第39話 伯爵の申し出

 サルタはグレンビー商会のバンスと話をしていた。

「フルールちゃんの事だけど、近々オールリウス伯爵様の所に連れていきたいの」

「それはどうして?」

「フルールちゃんのことを伯爵様が庇ってくだされば、ドゥラーク男爵は手出しが出来ないと思うのよ」

「そうだな。いい方法だけど大丈夫だろうか?」

「そうね。貴方もフルールちゃんの踊りを見ればわかると思うわよ」

「サルタが言うのなら間違いないな。楽しみだよ」


 バンスはサルタと踊るフルールを見て、感動しフルールの才能を褒め称えた。

 サルタはあらかじめオールリウス伯爵に手紙を送り、フルールたちのことを伝えていたため、三日後に謁見が認められた。


「オールリウス伯爵様、本日はお目通り頂き光栄にございます。わたくしサルタが、フルール、マリエラを連れて参りました」

「サルタ、久しいの。そなたの活躍は聞いておるぞ。まずは顔を上げてくれ」

「ありがとうございます」

 サルタたち三人は謁見室に入りオールリウス伯爵の前にいた。


「そなたたちが、サルタがいう踊りの才能があるものたちか?」

「はい。その通りでございます」

「うむ。この後応接室で踊りを見せてもらえぬか?」

「はい。もちろんです」

 伯爵の問いかけにマリエラが答えていた。

 オールリウス伯爵に謁見を求める者がまだ数名控えていたので、サルタたちは応接室で再度会うことが許された。

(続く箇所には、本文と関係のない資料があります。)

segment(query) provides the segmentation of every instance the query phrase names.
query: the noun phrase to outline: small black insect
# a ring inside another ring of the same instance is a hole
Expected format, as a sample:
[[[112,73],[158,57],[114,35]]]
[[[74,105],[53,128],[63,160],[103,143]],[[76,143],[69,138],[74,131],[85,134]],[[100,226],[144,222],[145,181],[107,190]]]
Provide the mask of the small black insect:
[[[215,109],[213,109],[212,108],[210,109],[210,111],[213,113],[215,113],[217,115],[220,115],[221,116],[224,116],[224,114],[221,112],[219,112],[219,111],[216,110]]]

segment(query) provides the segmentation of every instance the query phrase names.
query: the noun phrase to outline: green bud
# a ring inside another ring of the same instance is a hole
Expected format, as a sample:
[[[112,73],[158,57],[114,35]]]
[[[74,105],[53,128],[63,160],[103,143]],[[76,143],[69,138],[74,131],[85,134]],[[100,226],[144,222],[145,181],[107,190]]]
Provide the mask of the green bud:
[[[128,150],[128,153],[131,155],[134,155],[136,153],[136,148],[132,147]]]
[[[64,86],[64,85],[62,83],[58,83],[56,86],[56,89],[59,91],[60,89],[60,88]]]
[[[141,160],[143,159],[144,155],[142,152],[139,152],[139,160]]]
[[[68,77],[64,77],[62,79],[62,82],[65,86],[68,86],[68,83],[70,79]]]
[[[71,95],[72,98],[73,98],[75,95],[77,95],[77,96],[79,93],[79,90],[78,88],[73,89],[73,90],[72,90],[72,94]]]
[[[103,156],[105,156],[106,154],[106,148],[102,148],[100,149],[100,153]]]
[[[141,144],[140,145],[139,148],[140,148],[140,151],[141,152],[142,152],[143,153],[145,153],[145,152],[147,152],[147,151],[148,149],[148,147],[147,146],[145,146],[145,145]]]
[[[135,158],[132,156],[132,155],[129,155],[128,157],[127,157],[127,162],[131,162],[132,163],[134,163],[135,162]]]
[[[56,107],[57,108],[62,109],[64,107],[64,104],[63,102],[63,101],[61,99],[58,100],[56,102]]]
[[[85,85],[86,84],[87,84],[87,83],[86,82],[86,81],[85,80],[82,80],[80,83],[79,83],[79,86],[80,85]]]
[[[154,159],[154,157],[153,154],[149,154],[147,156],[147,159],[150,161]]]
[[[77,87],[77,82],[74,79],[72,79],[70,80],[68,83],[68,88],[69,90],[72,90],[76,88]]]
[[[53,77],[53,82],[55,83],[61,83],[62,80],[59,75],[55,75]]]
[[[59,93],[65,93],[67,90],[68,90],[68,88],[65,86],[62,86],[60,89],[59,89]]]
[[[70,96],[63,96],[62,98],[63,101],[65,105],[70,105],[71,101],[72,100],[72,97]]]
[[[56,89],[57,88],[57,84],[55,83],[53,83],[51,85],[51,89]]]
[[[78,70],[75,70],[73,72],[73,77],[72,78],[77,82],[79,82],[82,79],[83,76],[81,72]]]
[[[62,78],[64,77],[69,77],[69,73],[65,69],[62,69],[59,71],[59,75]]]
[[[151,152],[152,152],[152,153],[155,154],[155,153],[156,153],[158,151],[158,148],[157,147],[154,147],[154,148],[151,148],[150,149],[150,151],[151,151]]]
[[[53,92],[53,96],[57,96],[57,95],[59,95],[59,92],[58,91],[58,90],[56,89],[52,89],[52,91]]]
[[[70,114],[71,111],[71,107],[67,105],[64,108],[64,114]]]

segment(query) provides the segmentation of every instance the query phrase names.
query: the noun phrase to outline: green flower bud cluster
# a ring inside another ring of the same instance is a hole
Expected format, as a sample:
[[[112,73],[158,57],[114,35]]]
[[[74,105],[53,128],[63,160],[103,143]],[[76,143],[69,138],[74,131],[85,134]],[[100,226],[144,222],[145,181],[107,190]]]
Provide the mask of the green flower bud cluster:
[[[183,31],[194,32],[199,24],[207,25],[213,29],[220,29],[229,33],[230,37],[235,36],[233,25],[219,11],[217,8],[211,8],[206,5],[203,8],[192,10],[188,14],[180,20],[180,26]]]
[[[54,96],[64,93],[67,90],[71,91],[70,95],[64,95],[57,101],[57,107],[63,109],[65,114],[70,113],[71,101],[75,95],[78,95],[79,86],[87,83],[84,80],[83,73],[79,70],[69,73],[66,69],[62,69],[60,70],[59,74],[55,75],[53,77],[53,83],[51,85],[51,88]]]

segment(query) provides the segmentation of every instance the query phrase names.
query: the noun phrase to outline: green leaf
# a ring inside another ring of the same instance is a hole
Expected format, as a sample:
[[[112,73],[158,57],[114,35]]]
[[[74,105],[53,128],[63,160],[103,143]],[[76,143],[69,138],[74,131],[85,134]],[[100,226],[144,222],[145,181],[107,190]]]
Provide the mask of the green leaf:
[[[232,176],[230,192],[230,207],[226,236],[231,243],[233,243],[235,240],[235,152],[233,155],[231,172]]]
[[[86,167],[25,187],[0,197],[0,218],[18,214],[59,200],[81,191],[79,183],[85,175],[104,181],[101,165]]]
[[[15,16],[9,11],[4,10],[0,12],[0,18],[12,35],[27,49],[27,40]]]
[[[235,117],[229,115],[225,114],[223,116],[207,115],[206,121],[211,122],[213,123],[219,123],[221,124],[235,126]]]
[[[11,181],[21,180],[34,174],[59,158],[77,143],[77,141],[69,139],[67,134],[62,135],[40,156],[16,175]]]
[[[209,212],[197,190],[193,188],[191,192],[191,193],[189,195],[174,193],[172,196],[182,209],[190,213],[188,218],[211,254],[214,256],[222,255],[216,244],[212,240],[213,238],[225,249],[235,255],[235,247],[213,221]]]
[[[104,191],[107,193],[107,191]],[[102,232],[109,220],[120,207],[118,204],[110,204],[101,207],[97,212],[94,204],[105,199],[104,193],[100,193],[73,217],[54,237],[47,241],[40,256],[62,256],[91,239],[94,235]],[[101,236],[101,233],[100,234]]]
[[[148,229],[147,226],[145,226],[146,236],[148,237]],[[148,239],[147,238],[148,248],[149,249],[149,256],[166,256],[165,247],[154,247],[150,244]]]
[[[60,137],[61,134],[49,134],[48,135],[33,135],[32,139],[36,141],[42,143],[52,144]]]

「サルタさん、私、大きなお部屋にびっくりして声も出ませんでした」

 フルールは少し震えながら、サルタに話していた。

「マリエラちゃんが答えたから大丈夫だわ。貴女は物怖じしないのね」

 サルタは照れくさそうなマリエラの頭を撫でながら、褒めていた。


 応接室にお茶とお菓子が運ばれ、サルタたちはしばらくの間話をしていた。

「待たせてしまったな。では早速踊ってもらおう」

 伯爵は楽しみにしていたのか、ニコニコと笑っていた。

「はい」

 マリエラはティン・ホイッスルを出し音楽を奏で、フルールは音に合わせて踊りを始めた。


 伯爵は拍手をして大いに喜び、フルールたちを褒めていた。

「君たちは今どこに住んでいるのだ?」

「はい。グレンビー商会にお世話になっています」

「そこならば安心だが···私の劇団に入らないか?劇団には寮もあり住むところも食事の心配もしなくてよいぞ。給料も出そう」

 伯爵の破格な申し出にサルタたちは驚いていた。


「えっと···見に行ってもいいですか?」

 好奇心旺盛なフルールは興味津々だった。

 サルタとマリエラは顔を見合せ、目を見張りそして微笑んでいた。